Opera, music, theater, and art in Los Angeles and beyond

Dutch Treat

November 17, 2008

The California EAR Unit
Photo: mine 2008

It was one of those apocalyptic weekends in LA. The sun was out but you could barely see it through the smoke everywhere, ash raining from the sky. And while the mood was reflected in a wonderful L.A. Philharmonic program led by Thomas Adès, downstairs at REDCAT, the California EAR Unit picked up on the same vibe. Over three nights, the group hosted a Festival of Contemporary Dutch Music that explored some of the most interesting work coming out of Europe today that was often neither easy nor straight forward. Sadly, one of the three programs was canceled because of the fires on Saturday, but Sunday’s program was fantastic – witty, inventive, and often as theatrical as it was musical.

The evening started off with Grab It! by Jacob ter Veldhuis for solo saxophone with prerecorded vocal and video elements. The work explores some of the musical qualities of speech by editing voice samples of prisoners serving life sentences into a dynamic fast paced collage of sound accompanied by a wild saxophone riff. It was a bang-up high energy start to the evening, and although things got quieter, they never got less interesting. The evening ended with another piece dominated by a video component, Yannis Kyriakides mnemonist S for a small ensemble which involved the musicians repeating a sequence of tones laid out in a prerecorded sample not unlike a memory game. Accompanying this was a video projection of a text recounting a 1936 performance from Solomon Shereshevskii in which he recalled a large sequence of highly related syllables. Confusing? Yes, but fascinating to watch and hear.

In between the video there were other points of interest. Considering that Louis Andriessen’s Disco from 1981 for piano and violin was the most staid, the standard for pushing boundaries was quite high. Diderik Wagenaar offered Schigolch a short work of humming and raspy mouth organs directly referring to the character from Berg’s Lulu. The ensemble shuffled on and off stage in formation for the piece, which fit nicely with the next work, Mayke Nas’ Anyone Can Do It. Inspired by George Maciunas’ Fluxus Manifesto, the piece is nothing but truth in advertising.
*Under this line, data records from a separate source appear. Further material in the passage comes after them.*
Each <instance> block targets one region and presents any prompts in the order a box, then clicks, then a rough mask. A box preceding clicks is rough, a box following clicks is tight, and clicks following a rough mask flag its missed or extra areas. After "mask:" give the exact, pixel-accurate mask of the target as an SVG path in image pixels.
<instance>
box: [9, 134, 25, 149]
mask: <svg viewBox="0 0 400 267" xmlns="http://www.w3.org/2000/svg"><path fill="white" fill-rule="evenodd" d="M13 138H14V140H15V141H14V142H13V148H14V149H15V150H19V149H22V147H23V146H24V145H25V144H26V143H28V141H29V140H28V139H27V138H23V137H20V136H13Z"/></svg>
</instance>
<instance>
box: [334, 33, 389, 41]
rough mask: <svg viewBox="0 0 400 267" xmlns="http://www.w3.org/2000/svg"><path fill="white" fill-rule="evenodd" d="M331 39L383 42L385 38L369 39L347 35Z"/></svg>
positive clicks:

Two volunteers from the audience joined four musicians on stage. The performers have never seen the “score” before the performance and were not allowed to rehearse. All six sat facing the audience and followed a series of directions on video monitors in front of them, crossing and uncrossing their legs, shuffling their feet, pointing and rising up and down. Here, performance has completely supplanted the actual music of the piece in the interest of a universal ease of use and participation. Musical aptitude and skill are called into question in a humorous and not-so-subtle way.
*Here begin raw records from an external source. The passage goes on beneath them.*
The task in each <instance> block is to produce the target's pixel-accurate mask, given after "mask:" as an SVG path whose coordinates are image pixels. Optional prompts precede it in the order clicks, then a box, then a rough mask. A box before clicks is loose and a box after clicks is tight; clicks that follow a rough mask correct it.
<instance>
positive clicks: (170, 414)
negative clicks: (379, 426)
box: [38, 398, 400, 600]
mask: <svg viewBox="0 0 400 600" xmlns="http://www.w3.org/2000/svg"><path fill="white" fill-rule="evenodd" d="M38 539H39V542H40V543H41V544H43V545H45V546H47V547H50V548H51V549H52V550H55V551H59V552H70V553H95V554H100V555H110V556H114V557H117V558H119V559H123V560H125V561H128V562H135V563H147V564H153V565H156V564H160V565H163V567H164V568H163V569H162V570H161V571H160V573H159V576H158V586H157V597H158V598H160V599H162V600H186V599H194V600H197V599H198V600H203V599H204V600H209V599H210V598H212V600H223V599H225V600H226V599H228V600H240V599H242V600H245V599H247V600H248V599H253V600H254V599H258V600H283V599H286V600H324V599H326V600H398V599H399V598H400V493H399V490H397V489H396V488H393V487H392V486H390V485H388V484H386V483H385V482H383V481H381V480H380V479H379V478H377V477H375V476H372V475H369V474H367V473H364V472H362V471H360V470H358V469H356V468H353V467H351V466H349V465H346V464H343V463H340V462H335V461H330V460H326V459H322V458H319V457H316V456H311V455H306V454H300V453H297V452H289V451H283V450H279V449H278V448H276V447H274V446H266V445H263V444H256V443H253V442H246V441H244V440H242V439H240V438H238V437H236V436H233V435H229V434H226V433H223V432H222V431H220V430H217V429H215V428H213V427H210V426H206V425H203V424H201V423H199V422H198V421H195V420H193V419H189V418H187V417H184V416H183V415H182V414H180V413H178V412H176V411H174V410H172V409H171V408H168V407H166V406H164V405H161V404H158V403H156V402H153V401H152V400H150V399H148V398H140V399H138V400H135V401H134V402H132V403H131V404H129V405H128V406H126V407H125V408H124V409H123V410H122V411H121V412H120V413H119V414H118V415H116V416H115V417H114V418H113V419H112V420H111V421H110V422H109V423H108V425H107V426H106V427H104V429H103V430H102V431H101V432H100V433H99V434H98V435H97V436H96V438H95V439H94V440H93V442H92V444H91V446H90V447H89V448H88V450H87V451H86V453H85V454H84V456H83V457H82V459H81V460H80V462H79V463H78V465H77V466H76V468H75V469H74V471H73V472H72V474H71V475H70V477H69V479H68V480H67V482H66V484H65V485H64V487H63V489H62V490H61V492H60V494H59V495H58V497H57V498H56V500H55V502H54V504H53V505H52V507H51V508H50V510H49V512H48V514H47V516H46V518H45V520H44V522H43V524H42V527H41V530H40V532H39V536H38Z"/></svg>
It was hard to pick a favorite piece of the evening, which also included Richard Ayers No. 34b. All of these compositions from the last few years reference a vibrant musical community and the performance by members of the California EAR Unit were both witty and challenging. And while some may grouse about the balance between process and outcome, I found the whole evening very entertaining and certainly thought provoking. It turned out that the challenges posed by mother nature proved to be worth overcoming on this particular evening.